Se Gesù Cristo non incontra la sua Sposa in questi momenti forti della celebrazione, la salvezza non va avanti, non opera per gli uomini, non opera per la storia. Basta una piccola comunità, un pugno di gente, un "resto" un piccolo gregge" un piccolo seme, che Gesù Cristo feconderà e renderà fruttuoso per la umanità anche se questa non se ne accorge ma ci deve essere.

Abbiamo noi la coscienza che la celebrazione comporta questa presenza attiva di una vita impegnata nel senso della fede e della adesione e della comunione a nostro Signore Gesù Cristo che è poi il frutto della salvezza?

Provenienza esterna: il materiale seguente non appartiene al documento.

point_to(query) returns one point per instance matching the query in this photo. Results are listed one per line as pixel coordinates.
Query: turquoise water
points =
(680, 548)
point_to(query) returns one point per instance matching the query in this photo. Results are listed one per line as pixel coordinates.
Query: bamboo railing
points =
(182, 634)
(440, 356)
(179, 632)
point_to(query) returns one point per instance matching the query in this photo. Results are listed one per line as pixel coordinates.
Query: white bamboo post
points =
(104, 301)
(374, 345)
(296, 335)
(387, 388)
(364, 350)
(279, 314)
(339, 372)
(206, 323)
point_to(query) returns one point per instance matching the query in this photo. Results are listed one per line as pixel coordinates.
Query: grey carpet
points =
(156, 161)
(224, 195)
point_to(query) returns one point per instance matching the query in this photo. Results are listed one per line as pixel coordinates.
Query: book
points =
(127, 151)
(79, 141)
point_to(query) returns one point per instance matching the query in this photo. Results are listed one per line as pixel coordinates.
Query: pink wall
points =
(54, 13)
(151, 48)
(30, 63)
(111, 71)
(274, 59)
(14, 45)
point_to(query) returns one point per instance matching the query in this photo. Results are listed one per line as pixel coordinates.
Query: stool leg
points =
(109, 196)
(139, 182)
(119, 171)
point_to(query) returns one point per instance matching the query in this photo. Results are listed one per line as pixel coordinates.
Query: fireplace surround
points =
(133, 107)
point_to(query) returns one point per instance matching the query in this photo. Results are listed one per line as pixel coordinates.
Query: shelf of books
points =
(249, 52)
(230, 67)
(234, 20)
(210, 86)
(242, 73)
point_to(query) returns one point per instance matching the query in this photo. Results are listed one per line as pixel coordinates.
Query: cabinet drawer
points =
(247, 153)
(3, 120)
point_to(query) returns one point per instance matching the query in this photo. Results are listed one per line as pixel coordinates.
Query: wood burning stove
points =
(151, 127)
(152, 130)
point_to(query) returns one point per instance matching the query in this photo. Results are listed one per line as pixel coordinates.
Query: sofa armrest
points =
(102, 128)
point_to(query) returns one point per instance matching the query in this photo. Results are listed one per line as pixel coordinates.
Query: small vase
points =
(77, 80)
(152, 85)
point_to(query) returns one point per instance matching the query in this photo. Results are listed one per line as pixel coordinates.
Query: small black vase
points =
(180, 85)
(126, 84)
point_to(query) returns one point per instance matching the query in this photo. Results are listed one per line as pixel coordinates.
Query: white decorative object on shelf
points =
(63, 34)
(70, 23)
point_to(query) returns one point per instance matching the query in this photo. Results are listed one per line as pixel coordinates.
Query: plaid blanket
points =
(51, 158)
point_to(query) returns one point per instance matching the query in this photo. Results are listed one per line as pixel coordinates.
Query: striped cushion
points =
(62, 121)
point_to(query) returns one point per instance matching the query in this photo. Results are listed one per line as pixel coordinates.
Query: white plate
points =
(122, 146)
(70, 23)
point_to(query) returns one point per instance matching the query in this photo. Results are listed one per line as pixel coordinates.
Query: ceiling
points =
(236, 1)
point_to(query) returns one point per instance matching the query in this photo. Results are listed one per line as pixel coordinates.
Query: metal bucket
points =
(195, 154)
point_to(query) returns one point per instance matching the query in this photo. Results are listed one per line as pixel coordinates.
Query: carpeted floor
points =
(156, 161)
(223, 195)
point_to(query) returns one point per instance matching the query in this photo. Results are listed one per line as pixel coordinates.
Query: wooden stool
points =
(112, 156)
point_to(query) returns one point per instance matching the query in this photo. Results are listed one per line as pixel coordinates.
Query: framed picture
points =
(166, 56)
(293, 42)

Noi sacerdoti, nel vespro di questa sera abbiamo letto "fedele è Dio che ci garantisce la comunione cioè una unione vitale con Gesù Cristo. C'è questa unione durante le nostre celebrazioni? Durante la celebrazione della parola? Se c'è, è garantita l'azione dì Gesù Cristo, se non c'è manca l'appoggio da cui Gesù Cristo parte per poter svolgere la sua missione, per poter dare la possibilità che nel mondo ci sia la continuazione della sua opera di salvezza per tutti gli uomini.

Questo è un dato fondamentale per la celebrazione della parola, per le nostre omelie. O nelle nostre celebrazioni ci sono questi nuclei, questi gruppi, questi "resti di Israele" su cui fa presa la presenza e l'azione di nostro Signore Gesù Cristo oppure ci vuole altro che il prete faccia una bella predica, che tenga una bella omelia ricca di contenuti con un linguaggio adatto molto incarnato nella situazione! L'incarnazione nella situazione deve essere costituita da persone vive che stanno intorno al sacerdote.

L'azione liturgica è azione di Cristo e del popolo di Dio gerarchicamente ordinato. Ognuno compie la propria parte. C'è la parte del vescovo e del sacerdote che garantiscono l'autenticità della parola di Dio perché sono i maestri della parola e presiedono la comunità, c'è il piccolo gregge, "il resto" che si raccoglie intorno a nostro Signore Gesù Cristo ma questo compito eminente viene vanificato se non c'è chi deve essere radunato nel nome di Gesù Cristo. Quindi la presenza determinante di una omelia, della celebrazione della parola del Signore è quella della comunità di coloro che con la propria fede, con la propria persona, con la propria vita fanno riferimento in un modo incondizionato e totale a nostro Signore Gesù Cristo.